With more Chinese tourists moving beyond group packages and developing their own itineraries, self-driving trips have become one of the hottest areas of growth. Among younger travelers and middle-class families in particular, renting cars to explore overseas locales at their own pace is fueling an increase in Chinese arrivals from LA to New York — and everywhere in between. This trend has been accelerated by recent developments such as easier and longer-term US visas, more self-driving offers by online tourism agencies in China, and the simple fact that more middle-class Chinese have their own cars back home and find it easy to hit the road in the US or Europe.
According to a recent survey by Mafengwo and the Chinese online car rental site zuzuche.com, the US is by far the most popular destination for self-driving trips among Chinese outbound tourists. More than 46 percent of respondents said they prefer the US for road trips, beating Germany (7.9 percent), Australia (7.6 percent), France (6 percent), and Thailand (5 percent).
The survey found that the majority of self-driving tourists are 25 to 44 years old, with more than 60 percent hailing from first-tier cities (Beijing, Shanghai, Guangzhou, Shenzhen). However, the report noted rapid growth among travelers from Zhejiang, Jiangsu, and Sichuan provinces. By China standards, these tourists are a relatively affluent bunch, with around 30 percent reporting annual incomes of 260,000-500,000 yuan ($41,550-79,970).

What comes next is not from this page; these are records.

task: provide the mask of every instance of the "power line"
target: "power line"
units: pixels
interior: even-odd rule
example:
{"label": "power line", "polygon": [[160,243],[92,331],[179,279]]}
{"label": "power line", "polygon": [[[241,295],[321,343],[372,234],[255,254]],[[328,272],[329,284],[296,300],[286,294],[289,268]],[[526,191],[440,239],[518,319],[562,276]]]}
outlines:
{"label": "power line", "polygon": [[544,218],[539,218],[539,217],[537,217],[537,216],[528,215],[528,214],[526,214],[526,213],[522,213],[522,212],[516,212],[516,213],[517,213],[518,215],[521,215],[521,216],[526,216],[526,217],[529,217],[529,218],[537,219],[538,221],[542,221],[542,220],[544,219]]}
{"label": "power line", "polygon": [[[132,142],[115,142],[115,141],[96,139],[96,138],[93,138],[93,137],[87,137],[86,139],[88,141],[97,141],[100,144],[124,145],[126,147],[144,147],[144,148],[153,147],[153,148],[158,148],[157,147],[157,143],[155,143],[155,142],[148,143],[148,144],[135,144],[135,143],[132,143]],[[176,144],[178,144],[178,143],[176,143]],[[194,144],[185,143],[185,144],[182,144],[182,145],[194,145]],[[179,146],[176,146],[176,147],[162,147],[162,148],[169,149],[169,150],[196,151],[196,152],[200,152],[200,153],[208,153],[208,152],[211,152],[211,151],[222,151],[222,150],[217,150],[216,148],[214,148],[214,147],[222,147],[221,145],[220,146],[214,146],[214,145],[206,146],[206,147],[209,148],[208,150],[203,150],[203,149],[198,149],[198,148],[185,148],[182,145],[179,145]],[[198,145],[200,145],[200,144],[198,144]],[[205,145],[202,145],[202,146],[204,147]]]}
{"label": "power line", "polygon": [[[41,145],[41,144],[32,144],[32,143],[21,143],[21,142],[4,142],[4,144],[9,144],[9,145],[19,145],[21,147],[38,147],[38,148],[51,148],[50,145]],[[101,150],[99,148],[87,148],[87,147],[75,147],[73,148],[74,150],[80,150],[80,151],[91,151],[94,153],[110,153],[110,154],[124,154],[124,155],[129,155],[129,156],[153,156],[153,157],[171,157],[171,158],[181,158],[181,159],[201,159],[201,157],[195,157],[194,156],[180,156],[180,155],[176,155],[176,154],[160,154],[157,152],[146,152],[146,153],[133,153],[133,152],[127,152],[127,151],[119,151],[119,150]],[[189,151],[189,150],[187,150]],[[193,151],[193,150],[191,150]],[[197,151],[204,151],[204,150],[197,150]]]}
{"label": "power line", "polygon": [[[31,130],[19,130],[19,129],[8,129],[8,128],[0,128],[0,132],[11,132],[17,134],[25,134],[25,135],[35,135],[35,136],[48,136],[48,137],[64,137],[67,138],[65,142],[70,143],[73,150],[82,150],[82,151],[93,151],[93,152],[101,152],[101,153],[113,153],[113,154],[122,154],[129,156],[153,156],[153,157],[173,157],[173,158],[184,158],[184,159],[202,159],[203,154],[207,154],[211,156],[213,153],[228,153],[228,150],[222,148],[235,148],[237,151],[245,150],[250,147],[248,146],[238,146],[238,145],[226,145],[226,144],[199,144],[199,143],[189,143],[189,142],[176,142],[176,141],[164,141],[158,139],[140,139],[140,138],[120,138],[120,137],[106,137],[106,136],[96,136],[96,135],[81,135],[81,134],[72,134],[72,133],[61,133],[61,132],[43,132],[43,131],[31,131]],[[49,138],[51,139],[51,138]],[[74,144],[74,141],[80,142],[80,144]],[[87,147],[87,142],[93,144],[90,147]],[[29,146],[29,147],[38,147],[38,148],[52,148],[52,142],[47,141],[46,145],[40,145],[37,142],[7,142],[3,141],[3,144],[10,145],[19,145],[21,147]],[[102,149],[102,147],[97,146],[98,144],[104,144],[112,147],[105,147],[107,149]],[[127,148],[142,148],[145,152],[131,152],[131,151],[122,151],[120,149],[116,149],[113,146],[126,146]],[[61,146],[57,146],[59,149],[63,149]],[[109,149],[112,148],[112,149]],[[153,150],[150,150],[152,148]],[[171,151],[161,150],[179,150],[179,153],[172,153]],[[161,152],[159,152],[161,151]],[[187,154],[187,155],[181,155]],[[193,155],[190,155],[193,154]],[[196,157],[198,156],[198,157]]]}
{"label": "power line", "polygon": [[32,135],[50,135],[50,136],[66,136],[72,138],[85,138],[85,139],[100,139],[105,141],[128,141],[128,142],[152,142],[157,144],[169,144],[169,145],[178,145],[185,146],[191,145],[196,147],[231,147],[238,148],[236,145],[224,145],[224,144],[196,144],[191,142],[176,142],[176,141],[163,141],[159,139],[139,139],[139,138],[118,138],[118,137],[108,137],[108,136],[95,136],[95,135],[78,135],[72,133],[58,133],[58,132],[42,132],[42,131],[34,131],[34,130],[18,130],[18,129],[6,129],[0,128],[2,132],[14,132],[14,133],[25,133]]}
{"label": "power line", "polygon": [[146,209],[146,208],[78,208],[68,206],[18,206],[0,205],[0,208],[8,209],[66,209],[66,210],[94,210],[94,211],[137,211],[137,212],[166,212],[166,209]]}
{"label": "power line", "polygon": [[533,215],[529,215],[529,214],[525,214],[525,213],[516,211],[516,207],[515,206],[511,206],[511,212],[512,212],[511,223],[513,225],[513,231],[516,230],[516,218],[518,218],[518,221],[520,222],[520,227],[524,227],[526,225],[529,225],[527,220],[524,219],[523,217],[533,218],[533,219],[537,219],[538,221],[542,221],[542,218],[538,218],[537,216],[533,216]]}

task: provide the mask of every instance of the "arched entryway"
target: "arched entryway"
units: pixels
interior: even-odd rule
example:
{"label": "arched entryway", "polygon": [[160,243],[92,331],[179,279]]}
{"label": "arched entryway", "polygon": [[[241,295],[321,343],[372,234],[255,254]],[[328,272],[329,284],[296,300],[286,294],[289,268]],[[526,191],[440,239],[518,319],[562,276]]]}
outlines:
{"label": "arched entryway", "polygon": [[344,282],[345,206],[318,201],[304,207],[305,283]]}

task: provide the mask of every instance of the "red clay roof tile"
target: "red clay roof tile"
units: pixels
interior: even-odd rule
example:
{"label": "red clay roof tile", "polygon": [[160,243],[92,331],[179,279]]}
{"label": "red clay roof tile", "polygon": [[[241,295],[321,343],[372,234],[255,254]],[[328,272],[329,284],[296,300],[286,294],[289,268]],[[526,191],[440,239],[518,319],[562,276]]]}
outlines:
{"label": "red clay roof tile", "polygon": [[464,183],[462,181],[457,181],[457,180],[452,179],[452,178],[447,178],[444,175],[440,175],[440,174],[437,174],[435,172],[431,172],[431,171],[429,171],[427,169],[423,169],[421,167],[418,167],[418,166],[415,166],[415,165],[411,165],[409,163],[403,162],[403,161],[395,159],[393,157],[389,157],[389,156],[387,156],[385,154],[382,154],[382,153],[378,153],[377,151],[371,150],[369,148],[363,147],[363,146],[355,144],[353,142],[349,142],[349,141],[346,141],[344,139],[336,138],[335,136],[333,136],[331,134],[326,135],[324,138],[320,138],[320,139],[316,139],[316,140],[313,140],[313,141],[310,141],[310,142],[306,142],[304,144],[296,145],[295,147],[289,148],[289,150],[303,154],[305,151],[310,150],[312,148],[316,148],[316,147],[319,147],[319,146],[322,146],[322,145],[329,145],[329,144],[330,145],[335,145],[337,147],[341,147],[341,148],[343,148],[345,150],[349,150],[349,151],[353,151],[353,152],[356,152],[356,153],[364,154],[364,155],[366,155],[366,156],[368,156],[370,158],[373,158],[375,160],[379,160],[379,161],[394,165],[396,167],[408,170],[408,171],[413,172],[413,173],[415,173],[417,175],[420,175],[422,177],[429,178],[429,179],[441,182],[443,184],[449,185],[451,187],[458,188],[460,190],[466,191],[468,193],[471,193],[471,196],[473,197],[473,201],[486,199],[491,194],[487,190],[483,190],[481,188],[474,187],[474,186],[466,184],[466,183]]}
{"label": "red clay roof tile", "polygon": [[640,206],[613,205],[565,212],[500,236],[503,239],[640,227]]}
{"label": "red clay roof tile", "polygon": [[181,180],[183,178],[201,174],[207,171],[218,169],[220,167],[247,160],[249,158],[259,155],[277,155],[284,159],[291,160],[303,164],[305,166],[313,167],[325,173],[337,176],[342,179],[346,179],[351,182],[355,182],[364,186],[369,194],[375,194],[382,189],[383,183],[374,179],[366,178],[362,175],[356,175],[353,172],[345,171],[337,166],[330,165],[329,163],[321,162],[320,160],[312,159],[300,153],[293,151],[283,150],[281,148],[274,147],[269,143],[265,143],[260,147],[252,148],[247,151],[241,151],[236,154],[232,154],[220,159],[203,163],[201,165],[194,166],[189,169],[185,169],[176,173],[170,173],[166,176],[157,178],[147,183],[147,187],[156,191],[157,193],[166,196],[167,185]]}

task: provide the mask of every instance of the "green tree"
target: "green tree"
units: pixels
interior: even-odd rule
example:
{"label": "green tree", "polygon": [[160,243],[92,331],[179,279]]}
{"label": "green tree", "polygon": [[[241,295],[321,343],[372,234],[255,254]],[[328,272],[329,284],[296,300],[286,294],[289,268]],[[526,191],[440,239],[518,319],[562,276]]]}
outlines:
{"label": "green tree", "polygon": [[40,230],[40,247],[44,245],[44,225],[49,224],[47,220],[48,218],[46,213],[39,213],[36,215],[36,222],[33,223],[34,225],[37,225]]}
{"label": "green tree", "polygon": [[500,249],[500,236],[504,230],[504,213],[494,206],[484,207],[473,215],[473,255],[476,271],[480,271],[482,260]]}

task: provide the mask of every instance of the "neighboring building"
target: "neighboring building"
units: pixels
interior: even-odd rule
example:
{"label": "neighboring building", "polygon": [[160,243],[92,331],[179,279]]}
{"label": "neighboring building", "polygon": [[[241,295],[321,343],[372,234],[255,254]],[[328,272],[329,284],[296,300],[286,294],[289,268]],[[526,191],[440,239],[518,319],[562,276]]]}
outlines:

So what does this mean for the US? For one thing, it indicates an area of great opportunity for tour destinations, hotels, and resorts “off the beaten path” to reach out to these self-driving independent tourists. This outreach can be via online travel-booking sites, Chinese social media platforms and influencers, or US-based international Chinese students (who, as CLA has previously noted, often make extra cash by “chauffeuring” wealthy Chinese tourists around the country).
This trend also heralds new opportunities for RV brands, retailers, and rental companies to court the Chinese consumer. While the “RV lifestyle” remains highly niche within China, interest is growing, and many Chinese middle-class families are becoming interested in opting for a “hotel on wheels” where they can control the dining options and experience the US on their own terms. Ski resorts and hot springs also have an opportunity to increase outreach to self-driving tourists and encourage them to stop by on their cross-country adventures.